Antes de que la nación-estado y la lucha de clases sustituyeran, en el contexto del idealismo europeo, al papel que antes había tenido el cristianismo, un autor se adelantó a la crisis de individuos y colectivos sobre el abismo entre lo que somos y lo que queremos ser, e influyó tanto en Schopenhauer como en Nietzsche pese a escribir dos siglos antes que ellos: el aragonés Baltasar Gracián.

Gracián es una figura del siglo XVII, en pleno barroco español, la antesala de la Ilustración y el despotismo ilustrado, cuando el declive de la España de los austrias coincide con el dominio artístico e intelectual de Iberia. 

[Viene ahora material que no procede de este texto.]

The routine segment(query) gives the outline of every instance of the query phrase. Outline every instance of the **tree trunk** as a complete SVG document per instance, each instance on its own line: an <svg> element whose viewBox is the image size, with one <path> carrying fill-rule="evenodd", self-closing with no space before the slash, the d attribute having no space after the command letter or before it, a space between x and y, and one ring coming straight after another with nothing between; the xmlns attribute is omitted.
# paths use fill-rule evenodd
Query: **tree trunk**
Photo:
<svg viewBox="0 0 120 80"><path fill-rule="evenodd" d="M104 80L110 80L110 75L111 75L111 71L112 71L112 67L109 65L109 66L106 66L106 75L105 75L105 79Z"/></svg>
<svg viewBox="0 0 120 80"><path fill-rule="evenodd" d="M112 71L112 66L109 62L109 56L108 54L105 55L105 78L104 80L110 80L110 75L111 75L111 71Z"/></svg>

Schopenhauer y luego Nietzsche convivieron en el convulso siglo XIX, cuando el despotismo ilustrado había roto sus costuras y la idea moderna de “pueblo” se abría paso. 

En el siglo XIX, “el pueblo” aceptó la misión que autores como Friedrich Hegel habían aventurado para éste, y tanto Schopenhauer como Nietzsche, desconfiados del gregarismo, tuvieron que navegar a contracorriente: tanto nacionalismo como marxismo se impusieron entre la intelectualidad desde mediados del XIX a la primera mitad del XX, hasta bien entrado el existencialismo, que recogía los pedazos, individuales y colectivos, de los experimentos idealistas.

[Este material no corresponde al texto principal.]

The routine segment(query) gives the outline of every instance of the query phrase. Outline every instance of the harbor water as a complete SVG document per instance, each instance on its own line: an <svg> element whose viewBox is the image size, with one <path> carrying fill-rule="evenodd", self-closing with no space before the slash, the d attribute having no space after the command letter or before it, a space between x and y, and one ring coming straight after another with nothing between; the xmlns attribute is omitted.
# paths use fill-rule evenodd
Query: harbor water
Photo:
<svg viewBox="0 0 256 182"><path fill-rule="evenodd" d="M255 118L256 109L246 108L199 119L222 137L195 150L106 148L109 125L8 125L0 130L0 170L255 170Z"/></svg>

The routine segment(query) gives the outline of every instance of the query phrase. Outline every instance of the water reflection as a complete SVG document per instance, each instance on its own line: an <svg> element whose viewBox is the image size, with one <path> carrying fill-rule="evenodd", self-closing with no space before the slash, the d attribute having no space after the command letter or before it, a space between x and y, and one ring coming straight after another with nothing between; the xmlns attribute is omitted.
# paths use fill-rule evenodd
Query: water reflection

Las consecuencias de fórmulas idealistas colectivas

Artísticamente, estos pedazos surgidos del trauma de los maximalismos se materializaron en obras como La tierra baldía (poesía, T.S. Eliot; sobre la pérdida humana y de inocencia de la I Guerra Mundial), Ulysses (novela, James Joyce) o el cubismo (pintura): el perspectivismo reivindicado antes por Nietzsche se abría paso como expresión artística.

Friedrich Nietzsche enloqueció antes de que su hermana -encargada de custodiar y difundir su obra-, tergiversara buena parte de su mensaje y de que los que él había identificado como seguidores de la misma mentalidad de rebaño (o de “esclavo”: del dualismo cristiano, nacionalismo y materialismo dialéctico) que el cristianismo, se apropiaran de muchas de sus ideas y citaran sus obras. 

Nietzsche había comprendido que, con la Ilustración, el cristianismo entraba en su crisis definitiva y sería sustituido por una institución (la Ilustración, representada por el dualismo cartesiano y el idealismo ontológico -con aspiración matemática- de Hegel y sus seguidores, Marx entre ellos): la “misión” del pueblo, en tanto que nación o clase, en función del marco-ideología.

Los relatos que sustituyeron al cristianismo

El filósofo alemán comprendió que Europa, y sobre todo la Europa que él amaba -esa amalgama cultural a medio caballo entre el acervo latino de la Época Clásica y su atomizada deriva hacia culturas romances y germánicas, a través primero del Sacro Imperio y, después, del próspero corolario de la Europa de los Habsburgo (Franco Condado, sur de la actual Alemania, Austria, Suiza, norte de Italia)-, perdería para siempre su aspiración cosmopolita, paneuropea y universal una vez avanzaran:

  • por un lado, la consolidación de una idea fuerte (y, por tanto, rígida, que se toparía con contradicciones y debería perseverar en una noción de “pureza” que encontraría enemigos y chivos expiatorios) de nación-estado, en Alemania e Italia;
  • por otro lado, el ascenso imparable del otro gran idealismo que parte del dualismo cartesiano y del idealismo de Hegel: la lucha de clases y la convicción de que, usando la ciencia, “el pueblo” puede alcanzar una utopía.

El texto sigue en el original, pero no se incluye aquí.